The Challenge
What if we could predict the probability of insecticide resistance before it occurred, based on spatial and temporal patterns of insecticide exposure of insects? We could help pest managers make spray decisions less likely to result in resistance, based on knowledge of previous insecticide use.

The goal of this project was to prepare pest managers to proactively manage whitefly resistance at the landscape level by providing them:

(1) Basic education on 1st principles of resistance management: limiting the use of chemistry, diversifying modes of action, and partitioning chemistry through space and time (supporting refuges) (Fig. 1); and

(2) Insecticide Use Maps as decision‐support tools for partitioning chemistry through space and time regionally.

We evaluated changes in grower / pest manager knowledge and intentions to adopt with future work planned for measuring insecticide use behaviors regionally to determine the success of our project.



Educating Stakeholders
Our education program (described above) reached ~300 farmers & pest managers in Arizona & California over 2 years and included workshops where pest managers learned to access and interpret Insecticide Use Maps.

We measured changes in knowledge (Fig. 3), intention to use maps (Fig. 4–6), and changes in behavior (Fig. 7) using pre & post surveys at meetings and online, a post‐season telephone survey of map users, and pesticide use data to evaluate outcomes. There were measureable gains in knowledge (Fig. 4).



Insecticide Use Maps
Maps depicting usage levels in 2014 and 2015 of the 6 whitefly modes of action at the section‐ level were provided to pest managers for use in making spray decisions (Fig. 2). Usage maps organize previously unavailable landscape level information and provide pest managers a tool that allows them to make educated decisions about insecticide use while following the principles of resistance management



Intention to Adopt
We surveyed pest managers on their intention to adopt Insecticide Use Maps in making whitefly spray decisions. Factors measured included (1) participant influence on whitefly spray decisions; (2) current knowledge of previous year’s sprays in Sections surrounding their fields, and (3) the extent to which knowledge of prior insecticide use influenced whitefly spray decisions. Outcomes indicate a relationship between decision‐maker status, knowledge, and intention to adopt (Fig 4– 6).



Change in Behavior?
Pest managers learned the fundamentals of resistance management and have self‐reported their intent to follow the 1st principles by using their knowledge of previous year’s insecticide applications (i.e., the Insecticide Use Maps we developed).

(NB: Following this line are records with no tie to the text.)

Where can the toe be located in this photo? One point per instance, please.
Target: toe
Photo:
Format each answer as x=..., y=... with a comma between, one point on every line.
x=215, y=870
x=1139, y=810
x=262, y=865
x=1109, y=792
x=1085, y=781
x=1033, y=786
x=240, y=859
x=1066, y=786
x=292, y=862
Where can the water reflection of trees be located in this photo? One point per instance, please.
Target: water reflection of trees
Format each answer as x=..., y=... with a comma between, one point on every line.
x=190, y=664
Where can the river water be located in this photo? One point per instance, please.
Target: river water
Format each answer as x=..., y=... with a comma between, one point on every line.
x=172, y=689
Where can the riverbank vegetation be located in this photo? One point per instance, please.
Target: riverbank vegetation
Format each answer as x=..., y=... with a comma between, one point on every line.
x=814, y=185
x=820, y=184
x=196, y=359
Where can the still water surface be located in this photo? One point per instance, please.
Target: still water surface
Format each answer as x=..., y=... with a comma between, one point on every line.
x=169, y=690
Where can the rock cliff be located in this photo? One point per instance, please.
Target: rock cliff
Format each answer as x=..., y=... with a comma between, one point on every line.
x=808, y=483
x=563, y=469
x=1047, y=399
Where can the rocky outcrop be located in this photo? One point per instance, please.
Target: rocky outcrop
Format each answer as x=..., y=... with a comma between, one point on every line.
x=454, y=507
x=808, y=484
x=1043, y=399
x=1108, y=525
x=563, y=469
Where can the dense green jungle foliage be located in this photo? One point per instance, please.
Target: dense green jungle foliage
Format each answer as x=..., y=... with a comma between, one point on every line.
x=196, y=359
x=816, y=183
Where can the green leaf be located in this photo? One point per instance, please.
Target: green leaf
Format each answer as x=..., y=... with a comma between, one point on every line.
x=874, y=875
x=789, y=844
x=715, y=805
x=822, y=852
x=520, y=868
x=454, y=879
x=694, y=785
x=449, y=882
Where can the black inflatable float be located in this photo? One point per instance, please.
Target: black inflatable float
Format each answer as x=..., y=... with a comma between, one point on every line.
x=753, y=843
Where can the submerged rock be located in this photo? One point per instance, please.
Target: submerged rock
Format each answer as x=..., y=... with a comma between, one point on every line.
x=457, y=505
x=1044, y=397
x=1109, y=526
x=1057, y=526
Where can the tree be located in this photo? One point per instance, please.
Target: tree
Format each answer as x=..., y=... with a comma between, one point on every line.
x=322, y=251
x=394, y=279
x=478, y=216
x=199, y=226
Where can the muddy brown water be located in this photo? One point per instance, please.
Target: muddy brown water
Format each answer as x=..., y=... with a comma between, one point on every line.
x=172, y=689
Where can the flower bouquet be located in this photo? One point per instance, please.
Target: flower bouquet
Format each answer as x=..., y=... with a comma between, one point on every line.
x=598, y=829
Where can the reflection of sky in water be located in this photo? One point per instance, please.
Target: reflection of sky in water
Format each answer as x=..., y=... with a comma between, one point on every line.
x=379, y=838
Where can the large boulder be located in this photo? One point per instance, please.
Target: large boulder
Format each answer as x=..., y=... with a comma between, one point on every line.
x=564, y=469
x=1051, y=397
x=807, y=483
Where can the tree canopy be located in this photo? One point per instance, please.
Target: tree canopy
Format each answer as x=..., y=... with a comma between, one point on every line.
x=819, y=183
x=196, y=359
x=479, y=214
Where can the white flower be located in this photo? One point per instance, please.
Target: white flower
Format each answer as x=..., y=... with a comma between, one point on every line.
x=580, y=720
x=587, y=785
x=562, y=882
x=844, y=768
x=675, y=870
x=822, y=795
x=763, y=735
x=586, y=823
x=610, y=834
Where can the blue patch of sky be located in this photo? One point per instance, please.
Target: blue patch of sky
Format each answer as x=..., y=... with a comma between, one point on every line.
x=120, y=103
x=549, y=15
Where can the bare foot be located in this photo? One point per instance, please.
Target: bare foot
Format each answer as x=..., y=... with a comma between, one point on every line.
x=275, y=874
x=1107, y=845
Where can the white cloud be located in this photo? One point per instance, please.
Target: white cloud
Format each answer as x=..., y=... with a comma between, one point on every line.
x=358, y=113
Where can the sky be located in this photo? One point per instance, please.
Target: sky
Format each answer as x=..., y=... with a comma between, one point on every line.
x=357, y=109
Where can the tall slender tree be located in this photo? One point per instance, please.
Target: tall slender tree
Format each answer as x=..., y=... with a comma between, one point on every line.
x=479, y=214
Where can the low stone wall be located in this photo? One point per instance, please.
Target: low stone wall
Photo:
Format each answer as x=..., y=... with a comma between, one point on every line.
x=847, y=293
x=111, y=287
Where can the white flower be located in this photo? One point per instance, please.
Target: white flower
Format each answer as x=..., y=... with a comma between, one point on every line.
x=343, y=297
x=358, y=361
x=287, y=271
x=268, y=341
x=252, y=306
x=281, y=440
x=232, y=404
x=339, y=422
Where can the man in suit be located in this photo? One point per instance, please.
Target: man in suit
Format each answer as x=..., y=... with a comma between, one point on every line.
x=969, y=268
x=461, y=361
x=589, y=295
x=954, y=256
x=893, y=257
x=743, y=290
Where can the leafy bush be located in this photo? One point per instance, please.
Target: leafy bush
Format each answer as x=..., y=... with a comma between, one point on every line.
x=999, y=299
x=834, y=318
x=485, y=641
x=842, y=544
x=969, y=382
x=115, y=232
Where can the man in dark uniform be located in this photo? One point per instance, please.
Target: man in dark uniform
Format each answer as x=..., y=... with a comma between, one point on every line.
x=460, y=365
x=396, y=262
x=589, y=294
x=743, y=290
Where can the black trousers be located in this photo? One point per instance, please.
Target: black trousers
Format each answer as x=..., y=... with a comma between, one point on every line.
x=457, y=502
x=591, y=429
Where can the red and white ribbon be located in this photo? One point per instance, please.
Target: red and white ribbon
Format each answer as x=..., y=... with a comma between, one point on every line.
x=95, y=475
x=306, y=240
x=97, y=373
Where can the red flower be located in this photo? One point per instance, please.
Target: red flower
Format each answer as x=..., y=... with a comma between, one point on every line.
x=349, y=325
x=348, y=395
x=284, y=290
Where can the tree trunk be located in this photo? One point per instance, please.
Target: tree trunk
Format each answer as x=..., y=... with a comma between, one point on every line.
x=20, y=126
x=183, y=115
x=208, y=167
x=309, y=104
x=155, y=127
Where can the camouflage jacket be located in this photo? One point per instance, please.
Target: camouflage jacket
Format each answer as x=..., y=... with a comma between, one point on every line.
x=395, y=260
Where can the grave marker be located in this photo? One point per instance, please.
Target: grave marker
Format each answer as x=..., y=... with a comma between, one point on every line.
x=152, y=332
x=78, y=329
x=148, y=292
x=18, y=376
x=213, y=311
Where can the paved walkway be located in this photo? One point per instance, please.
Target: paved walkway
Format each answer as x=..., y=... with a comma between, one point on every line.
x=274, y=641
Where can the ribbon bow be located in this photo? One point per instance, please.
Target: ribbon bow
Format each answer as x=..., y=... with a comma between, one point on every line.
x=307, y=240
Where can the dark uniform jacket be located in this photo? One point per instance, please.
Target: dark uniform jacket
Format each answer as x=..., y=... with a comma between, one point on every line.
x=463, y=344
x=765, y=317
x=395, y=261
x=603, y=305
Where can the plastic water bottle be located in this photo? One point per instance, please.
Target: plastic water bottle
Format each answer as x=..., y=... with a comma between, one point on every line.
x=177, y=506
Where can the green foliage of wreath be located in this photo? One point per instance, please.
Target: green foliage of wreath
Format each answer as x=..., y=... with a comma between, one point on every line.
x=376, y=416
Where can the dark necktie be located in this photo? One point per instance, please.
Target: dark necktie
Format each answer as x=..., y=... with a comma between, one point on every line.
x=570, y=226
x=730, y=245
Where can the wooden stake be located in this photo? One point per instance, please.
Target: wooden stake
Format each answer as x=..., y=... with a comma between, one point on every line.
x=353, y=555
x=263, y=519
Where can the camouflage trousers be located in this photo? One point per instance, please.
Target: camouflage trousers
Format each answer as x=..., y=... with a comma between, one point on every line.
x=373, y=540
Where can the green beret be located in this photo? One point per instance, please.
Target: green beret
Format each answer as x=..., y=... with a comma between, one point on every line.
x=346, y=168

Adoption can be measured using pesticide usage records. These records will show levels of adoption through changes in usage patterns over space and time (e.g., Fig. 7).



Importance
This project demonstrated that a knowledge of spatial and temporal insecticide use patterns can inform whitefly spray decisions and enable pest managers to proactively reduce specific selection pressures and thereby theoretically reduce the potential for resistance development.

These principles are most effective for preventing resistances when communities are empowered with decision tools and an understanding of resistance principles. Our Insecticide Use Maps and trainings provided pest managers the tools and skills necessary to combat resistance.